By comparison, writer-director Rolf de Heer's Ten Canoes (2006), co-directed by Peter Djigirr, which like La libertad premiered in the Un Certain Regard section of the Cannes film festival, abounds with speech, featuring a voice-over in English depicting the events occurring in not one but two pasts of increasing remoteness from the opening's present. In the first of these historical settings, an on-screen narrator (David Gulpilil) tells the same extra-diegetically told story in Aborigine to his fellow tribesman (Jamie Gulpilil), whom he suspects of coveting his wife. The story told on-screen is intended therefore as a parable for the young man, with the same actor playing his earlier, covetous counterpart. As Ten Canoes proceeds in its telling of this story, the filmmakers frequently shift between the film's two pasts and at times even the present, featuring black-and-white for the earlier past and color for the both the present and more frequently the distant past. While there is an inelegance to de Heer and company's visual choice in this respect, their strategy does at least insure maximum intelligibly. Indeed, Ten Canoes' non-sequential narrative structure is not adopted to disorient the film's spectators.

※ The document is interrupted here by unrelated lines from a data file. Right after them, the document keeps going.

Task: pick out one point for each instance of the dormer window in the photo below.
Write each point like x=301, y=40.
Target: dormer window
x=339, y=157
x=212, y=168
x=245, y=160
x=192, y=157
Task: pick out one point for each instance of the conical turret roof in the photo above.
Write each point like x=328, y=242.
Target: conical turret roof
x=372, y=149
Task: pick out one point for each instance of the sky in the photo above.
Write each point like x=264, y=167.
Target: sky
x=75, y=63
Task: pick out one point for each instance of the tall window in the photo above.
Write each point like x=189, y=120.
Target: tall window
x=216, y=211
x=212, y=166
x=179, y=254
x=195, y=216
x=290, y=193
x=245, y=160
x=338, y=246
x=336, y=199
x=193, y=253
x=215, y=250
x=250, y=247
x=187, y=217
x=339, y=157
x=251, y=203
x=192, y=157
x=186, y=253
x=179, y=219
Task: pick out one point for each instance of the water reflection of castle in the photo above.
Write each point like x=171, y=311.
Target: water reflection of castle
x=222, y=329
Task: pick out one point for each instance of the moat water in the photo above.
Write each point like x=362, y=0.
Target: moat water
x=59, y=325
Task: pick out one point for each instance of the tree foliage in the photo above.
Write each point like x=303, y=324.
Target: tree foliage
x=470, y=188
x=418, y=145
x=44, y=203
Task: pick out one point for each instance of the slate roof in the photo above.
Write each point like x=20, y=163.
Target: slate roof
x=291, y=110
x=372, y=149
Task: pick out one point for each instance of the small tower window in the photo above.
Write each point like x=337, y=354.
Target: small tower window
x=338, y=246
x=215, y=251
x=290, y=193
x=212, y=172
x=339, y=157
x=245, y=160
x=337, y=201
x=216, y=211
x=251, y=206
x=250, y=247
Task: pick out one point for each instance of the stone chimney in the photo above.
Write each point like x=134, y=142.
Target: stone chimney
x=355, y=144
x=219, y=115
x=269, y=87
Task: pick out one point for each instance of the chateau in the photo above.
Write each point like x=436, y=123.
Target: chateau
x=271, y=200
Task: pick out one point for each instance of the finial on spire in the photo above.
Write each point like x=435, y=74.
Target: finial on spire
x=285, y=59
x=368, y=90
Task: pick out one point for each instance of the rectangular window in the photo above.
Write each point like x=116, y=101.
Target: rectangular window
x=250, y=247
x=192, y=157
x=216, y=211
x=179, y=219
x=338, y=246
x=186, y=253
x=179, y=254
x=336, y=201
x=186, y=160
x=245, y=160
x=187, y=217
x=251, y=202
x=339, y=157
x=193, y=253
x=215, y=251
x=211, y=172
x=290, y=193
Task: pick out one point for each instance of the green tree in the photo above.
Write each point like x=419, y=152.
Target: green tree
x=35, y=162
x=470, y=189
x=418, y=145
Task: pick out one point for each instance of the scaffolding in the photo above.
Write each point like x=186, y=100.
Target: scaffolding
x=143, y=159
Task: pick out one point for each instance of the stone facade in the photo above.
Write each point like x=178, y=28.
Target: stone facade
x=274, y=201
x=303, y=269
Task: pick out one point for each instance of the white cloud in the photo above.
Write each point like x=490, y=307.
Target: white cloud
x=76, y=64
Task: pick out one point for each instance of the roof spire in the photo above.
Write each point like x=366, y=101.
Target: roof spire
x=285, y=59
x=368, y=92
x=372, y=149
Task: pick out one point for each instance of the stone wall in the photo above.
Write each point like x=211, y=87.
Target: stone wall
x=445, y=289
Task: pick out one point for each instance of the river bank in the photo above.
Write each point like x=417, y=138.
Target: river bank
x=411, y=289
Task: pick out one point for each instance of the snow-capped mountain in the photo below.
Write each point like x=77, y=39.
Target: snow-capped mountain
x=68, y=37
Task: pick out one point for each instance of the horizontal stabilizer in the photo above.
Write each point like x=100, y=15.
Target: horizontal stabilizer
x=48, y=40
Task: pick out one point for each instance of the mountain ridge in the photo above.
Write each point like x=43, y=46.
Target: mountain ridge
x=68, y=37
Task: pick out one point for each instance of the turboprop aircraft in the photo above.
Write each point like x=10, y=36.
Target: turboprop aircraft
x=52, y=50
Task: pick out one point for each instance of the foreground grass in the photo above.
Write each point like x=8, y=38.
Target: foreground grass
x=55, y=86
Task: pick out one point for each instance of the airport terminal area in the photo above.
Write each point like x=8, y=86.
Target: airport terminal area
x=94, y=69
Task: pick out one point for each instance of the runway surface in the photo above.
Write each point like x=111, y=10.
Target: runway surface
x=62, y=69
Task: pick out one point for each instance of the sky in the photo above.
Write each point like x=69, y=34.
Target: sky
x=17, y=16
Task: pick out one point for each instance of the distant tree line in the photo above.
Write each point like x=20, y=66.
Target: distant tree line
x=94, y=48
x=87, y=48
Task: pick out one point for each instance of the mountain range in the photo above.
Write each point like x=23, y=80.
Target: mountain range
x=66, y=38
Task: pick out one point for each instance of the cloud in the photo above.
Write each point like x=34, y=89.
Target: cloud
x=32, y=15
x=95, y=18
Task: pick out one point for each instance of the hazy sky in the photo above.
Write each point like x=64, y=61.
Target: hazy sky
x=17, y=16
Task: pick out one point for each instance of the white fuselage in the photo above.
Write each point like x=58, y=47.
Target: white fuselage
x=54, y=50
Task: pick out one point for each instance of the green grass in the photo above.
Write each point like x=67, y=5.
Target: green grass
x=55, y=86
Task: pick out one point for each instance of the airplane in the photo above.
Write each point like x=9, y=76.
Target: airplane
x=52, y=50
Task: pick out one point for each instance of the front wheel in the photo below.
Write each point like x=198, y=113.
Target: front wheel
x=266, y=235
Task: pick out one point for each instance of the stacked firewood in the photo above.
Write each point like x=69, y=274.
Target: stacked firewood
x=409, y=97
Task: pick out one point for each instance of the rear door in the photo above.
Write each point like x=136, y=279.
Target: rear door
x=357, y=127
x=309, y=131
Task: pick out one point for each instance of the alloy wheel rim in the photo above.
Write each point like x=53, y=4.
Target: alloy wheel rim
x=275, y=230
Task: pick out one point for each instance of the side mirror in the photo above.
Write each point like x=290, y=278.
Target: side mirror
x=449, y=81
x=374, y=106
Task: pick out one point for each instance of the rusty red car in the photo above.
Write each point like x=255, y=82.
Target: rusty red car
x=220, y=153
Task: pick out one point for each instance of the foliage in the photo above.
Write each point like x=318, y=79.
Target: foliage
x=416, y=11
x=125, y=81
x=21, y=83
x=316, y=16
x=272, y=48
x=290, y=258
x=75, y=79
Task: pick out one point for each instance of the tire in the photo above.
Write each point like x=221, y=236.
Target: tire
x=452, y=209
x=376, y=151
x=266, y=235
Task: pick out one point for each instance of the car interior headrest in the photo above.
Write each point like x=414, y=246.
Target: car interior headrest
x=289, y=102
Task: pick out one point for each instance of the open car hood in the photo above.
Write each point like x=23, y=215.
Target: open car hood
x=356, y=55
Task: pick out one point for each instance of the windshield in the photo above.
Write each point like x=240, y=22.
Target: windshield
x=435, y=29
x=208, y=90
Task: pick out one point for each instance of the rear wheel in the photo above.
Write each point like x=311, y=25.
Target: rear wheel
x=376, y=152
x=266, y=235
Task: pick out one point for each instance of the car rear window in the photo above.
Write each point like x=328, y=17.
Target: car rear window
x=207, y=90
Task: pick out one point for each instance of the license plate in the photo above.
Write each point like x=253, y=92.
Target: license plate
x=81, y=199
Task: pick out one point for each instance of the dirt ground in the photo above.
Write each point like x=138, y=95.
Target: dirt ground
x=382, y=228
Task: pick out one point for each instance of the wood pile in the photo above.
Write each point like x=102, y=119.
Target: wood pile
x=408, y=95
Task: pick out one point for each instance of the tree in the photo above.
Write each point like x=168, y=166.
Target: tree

Rather, de Heer and his fellow filmmakers utilize multiple temporalities in order to provide a historical framework for the stories being told. Specifically, Ten Canoes pursues a form for the representation of its Aboriginal people's oral history, in this case literally passed down from the past depicted in the black-and-white to the present, with narrators at both historical stages sharing the same story. In this regard, Ten Canoes represents a remaking of film language no less than does La libertad's poetic sub-documentary narrative minimality, through a form of incessant narration that almost completely eschews mimesis (the act of showing rather than telling); in this sense it is the very opposite of La libertad that shows everything and provides no commentary. Instead, de Heer and company's film uses its image track to illustrate both the story being told twice - a mark of another major direction in twenty-first century modernist art cinema, as instantiated by the works of Hong Sang-soo and Apichatpong Weerasethakul - and also the ethnographic details, the spectacle articulated by the off-screen narrator that emerge throughout the goose egg hunt on which the on-screen narrator shares the film's oral history.